Deployment

🚀 No GPU? No problem!

You don’t need to own a GPU to run TuFT. These guides show how to stand up a TuFT server on pay-as-you-go cloud providers — rent a GPU on demand and release it when you’re done. Train from your laptop (no local GPU) by pointing the Tinker SDK at the cloud server.

TuFT is a single, standard server (tuft launch). The deploy helpers in the deploy/ directory just run that exact server on rented compute and wire up storage, ports, and secrets for you — they don’t change anything about the product. Pick the backend that fits your workflow:

Modal

Serverless, scale-to-zero. Deploys a web endpoint that scales to zero when idle, billed per second. Suited to bursty or intermittent use.

Deploy on Modal
Lambda Cloud

A plain on-demand GPU VM, billed per minute until you terminate it. No orchestration layer; the instance runs until you stop it.

Deploy on Lambda Cloud

Which one should I pick?

If you want…

Use

Description

To scale to zero when idle

Modal

Serverless; scale-to-zero, per-second billing, managed proxy and volumes.

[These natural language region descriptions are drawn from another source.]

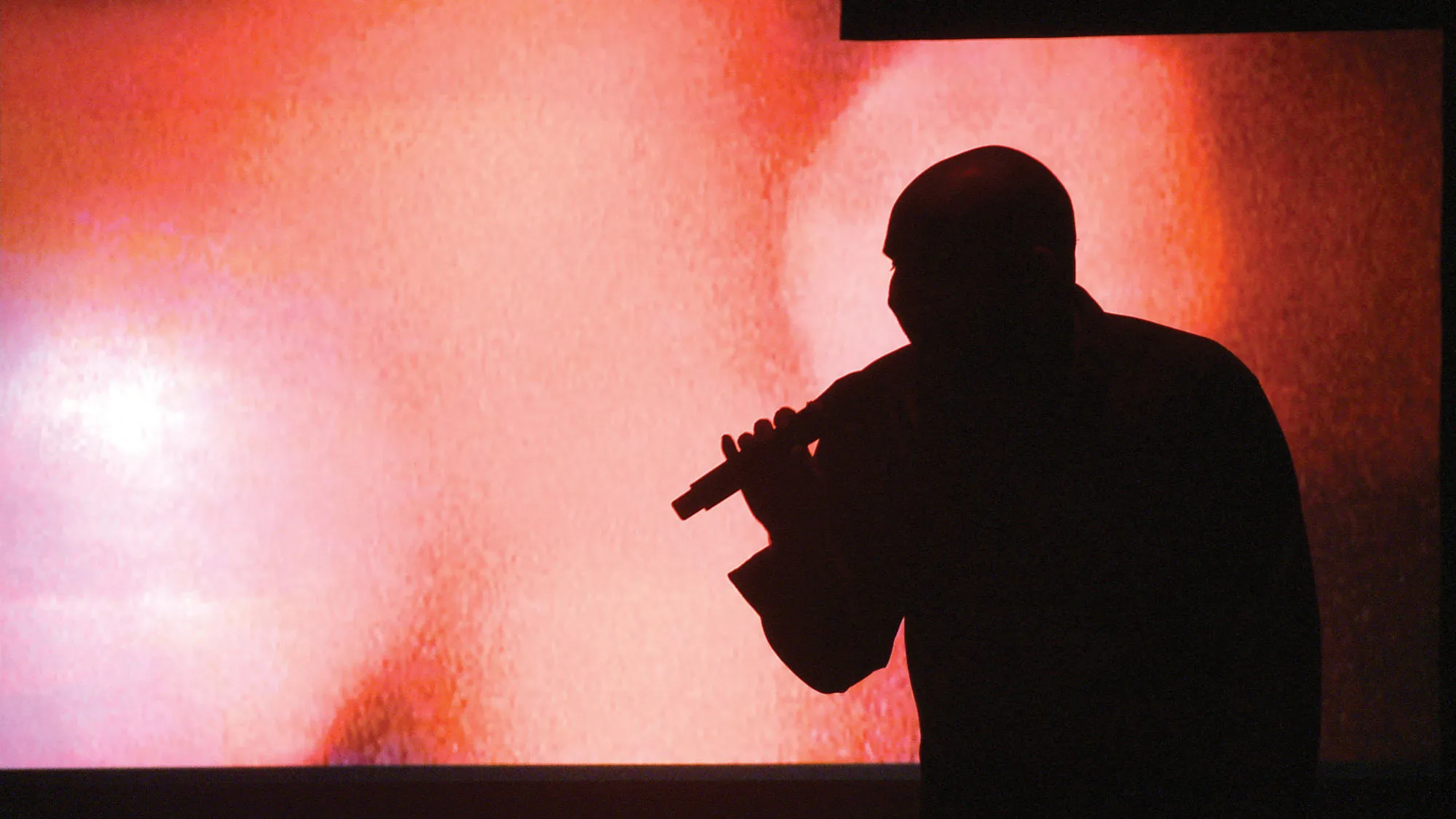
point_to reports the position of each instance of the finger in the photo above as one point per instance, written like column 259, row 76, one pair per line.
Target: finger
column 784, row 416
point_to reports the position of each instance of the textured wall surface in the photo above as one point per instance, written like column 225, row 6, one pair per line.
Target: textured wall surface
column 350, row 359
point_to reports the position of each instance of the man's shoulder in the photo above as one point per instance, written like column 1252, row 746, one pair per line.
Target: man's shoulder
column 1168, row 352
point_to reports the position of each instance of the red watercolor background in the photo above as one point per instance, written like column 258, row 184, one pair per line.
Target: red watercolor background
column 350, row 357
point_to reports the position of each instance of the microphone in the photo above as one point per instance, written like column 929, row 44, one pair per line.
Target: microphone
column 807, row 426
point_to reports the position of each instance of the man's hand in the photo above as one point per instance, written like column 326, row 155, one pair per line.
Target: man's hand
column 780, row 483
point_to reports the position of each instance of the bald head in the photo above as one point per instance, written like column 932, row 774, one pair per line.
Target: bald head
column 984, row 253
column 989, row 200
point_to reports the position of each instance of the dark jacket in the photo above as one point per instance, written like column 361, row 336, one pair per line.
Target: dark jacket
column 1107, row 592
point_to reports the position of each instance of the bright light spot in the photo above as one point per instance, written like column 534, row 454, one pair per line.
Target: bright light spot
column 108, row 391
column 127, row 413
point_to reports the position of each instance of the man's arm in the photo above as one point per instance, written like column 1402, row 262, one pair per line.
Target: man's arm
column 828, row 609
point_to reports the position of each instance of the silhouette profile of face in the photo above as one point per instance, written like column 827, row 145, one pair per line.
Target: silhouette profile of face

A single dedicated GPU instance

Lambda Cloud

On-demand, billed per minute until you terminate; no orchestration layer, no preemption.

Keeping the GPU busy

A single laptop-driven training run leaves the rented GPU under-utilized: the client tokenizes data, builds batches, and waits on HTTP round-trips between GPU bursts, so the GPU sits idle for much of the run. Because TuFT is multi-tenant, one deployed server can host several concurrent jobs or users on the same GPU — give each their own key under authorized_users, and raise max_loras so multiple LoRA adapters can train at once. Sharing this way improves utilization and splits the cost. It matters most on Lambda (billed continuously whether or not the GPU is working) and during active Modal sessions (the container is warm but the GPU is bursty).

Both guides walk through the same end-to-end example: configuring the server, deploying it, training a “talk like Yoda” LoRA on Qwen/Qwen3-0.6B from your laptop, and downloading the trained adapter — all reusing the runnable code in examples/personality_sft/.